IIHS engineers also conducted tests with a more forward impact location on the struck vehicle, but that change didn’t appear to lead to higher injury risk. In fact, the injury measures from the dummies were lower in the forward configuration than in the standard configuration.

The goal of these research tests was to see how well crashes at the higher speed with the heavier barrier resembled crashes using a real SUV or pickup in place of the barrier.

For the initial round, the team selected four good-rated vehicles — a Toyota Camry, Volkswagen Atlas, Honda Accord and Infiniti QX50 — to subject to a variety of impacts. The test vehicles were struck by a popular pickup, SUV and car, as well as by the 4,200-pound movable barrier. Tests were conducted at the current side test speed of 31 mph and also at 37 mph.

The crashes with the movable barrier weren’t identical to the crashes with a second vehicle. Video footage showed that the struck vehicles rolled away from the barrier but toward the striking vehicles.

The structural damage also differed. The frame rails — the stiffest part of a vehicle front — of the striking vehicles punched into the middle of the struck vehicle’s doors, wrapping around the B-pillar.

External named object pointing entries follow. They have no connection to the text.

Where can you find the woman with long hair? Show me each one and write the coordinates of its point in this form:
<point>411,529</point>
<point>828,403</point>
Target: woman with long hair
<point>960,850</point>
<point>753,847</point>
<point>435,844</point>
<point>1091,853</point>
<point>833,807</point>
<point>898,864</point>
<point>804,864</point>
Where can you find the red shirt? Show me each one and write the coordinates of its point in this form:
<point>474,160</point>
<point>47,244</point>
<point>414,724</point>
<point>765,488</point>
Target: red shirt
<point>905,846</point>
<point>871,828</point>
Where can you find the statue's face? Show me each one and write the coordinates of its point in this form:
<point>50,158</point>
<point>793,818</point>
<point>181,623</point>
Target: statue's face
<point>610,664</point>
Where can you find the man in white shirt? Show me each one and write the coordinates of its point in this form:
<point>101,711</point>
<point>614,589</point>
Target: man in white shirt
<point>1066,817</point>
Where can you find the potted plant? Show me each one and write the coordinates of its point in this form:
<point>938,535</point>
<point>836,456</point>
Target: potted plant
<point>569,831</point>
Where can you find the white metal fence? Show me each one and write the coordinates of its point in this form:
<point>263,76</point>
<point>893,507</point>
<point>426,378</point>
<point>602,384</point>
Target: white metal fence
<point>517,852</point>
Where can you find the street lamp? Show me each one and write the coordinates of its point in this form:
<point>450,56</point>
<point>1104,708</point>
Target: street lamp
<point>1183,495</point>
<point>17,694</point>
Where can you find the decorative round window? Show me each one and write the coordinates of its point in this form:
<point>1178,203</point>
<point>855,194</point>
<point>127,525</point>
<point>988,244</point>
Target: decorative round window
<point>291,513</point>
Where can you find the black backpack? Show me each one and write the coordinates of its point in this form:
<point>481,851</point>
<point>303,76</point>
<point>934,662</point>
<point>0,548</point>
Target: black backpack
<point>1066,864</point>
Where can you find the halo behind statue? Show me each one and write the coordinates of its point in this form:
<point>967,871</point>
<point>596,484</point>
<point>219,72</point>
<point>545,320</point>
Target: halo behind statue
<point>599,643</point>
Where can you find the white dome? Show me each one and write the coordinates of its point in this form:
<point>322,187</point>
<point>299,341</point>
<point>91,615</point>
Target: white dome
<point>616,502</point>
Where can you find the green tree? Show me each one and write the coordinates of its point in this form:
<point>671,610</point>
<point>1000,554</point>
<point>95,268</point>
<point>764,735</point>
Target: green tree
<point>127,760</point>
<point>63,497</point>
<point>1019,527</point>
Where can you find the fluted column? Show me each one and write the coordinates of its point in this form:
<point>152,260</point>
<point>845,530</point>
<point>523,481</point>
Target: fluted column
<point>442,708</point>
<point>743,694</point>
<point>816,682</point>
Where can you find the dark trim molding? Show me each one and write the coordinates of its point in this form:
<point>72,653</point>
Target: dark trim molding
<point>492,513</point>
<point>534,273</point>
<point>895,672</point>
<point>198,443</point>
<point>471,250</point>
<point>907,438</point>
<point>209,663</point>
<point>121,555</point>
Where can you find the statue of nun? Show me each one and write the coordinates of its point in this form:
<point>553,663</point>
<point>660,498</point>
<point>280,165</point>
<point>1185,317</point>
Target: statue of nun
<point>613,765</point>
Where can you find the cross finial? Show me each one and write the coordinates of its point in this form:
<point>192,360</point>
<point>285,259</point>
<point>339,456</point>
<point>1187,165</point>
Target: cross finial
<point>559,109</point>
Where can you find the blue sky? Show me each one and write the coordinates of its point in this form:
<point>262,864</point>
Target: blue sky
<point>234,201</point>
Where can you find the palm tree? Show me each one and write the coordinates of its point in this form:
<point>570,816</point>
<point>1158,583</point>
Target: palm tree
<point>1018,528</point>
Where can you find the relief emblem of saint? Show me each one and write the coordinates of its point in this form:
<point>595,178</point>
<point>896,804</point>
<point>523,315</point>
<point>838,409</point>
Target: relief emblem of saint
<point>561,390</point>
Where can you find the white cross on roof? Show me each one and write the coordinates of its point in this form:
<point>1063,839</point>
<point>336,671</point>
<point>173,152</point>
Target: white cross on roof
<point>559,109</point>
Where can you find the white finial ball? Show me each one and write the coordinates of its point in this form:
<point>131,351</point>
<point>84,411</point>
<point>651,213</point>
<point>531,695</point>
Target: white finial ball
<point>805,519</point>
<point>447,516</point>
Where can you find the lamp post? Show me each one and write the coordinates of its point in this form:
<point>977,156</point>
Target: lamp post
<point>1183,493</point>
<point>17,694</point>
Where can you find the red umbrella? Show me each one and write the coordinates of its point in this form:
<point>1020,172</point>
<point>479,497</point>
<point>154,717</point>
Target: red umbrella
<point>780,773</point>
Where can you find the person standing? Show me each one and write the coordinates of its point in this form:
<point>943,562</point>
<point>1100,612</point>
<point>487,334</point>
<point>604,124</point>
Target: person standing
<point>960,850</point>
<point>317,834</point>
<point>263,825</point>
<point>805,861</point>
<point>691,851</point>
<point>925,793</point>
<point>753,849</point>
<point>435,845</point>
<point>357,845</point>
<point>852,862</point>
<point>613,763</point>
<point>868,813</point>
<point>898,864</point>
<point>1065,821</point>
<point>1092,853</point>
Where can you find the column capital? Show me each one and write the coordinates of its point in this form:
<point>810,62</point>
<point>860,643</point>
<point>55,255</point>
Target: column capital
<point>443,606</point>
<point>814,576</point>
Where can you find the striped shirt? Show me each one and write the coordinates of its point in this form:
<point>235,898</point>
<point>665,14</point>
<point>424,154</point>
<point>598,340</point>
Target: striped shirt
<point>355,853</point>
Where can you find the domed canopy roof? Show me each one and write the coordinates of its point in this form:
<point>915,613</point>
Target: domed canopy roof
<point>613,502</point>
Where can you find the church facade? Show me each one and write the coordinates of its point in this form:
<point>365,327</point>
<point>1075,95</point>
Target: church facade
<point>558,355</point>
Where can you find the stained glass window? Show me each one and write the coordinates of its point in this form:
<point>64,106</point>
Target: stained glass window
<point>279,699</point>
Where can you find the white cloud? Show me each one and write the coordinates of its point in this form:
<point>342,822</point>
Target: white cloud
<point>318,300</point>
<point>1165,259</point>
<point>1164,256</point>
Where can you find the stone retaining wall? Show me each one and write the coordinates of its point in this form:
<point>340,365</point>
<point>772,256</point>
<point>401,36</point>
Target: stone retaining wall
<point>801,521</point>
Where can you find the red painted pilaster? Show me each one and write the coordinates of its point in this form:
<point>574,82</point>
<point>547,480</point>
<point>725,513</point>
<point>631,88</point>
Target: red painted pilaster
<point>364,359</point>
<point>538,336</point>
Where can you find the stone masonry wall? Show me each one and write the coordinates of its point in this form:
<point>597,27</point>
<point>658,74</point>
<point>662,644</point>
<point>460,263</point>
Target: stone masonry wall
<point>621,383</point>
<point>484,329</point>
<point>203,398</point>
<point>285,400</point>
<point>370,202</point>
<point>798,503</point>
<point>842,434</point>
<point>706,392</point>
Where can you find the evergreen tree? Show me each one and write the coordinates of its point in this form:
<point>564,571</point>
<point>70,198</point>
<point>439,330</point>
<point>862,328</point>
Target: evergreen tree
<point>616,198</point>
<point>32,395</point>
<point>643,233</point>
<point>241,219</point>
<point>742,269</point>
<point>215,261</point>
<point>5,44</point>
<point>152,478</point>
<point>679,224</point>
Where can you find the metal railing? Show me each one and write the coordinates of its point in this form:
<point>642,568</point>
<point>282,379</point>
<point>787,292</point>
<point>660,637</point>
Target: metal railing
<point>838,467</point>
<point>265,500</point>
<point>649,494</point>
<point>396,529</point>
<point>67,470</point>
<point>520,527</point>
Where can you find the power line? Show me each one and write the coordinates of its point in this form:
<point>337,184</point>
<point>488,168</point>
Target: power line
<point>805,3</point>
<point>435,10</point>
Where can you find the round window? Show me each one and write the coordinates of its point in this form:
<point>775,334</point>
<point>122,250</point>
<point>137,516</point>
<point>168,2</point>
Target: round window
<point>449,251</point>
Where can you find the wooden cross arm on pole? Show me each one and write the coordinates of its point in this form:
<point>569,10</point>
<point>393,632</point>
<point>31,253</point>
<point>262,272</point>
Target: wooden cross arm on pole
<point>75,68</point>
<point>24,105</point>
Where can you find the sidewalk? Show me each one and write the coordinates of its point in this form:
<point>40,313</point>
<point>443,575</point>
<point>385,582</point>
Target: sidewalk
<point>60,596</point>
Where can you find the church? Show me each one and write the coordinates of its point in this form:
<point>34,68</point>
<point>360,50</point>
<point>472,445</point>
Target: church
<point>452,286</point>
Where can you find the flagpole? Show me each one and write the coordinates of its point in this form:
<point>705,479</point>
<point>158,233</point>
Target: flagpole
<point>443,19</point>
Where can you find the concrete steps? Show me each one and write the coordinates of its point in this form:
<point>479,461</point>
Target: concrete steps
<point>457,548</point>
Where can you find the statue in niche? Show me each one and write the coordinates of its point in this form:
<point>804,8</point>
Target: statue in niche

In contrast, the movable barrier has uniform stiffness and strikes the vehicles more evenly. That means the B-pillar can absorb more of the crash energy in the test than it would in a real-world crash.

The engineers are now experimenting with changes to the barrier’s honeycomb face to try to better replicate the interaction of vehicles in a real-world crash involving a late-model SUV or pickup as the striking vehicle. They are altering the honeycomb shape and varying the stiffness within it, just as it varies on the front of a real SUV.

“Our goal is to create a barrier that creates the same type of damage as a typical late-model SUV or pickup would in a 37 mph crash,” Mueller says. “That way, we can be confident that the changes automakers make in hopes of achieving good ratings in the new side test will result in better protection for vehicle occupants in real-world crashes.”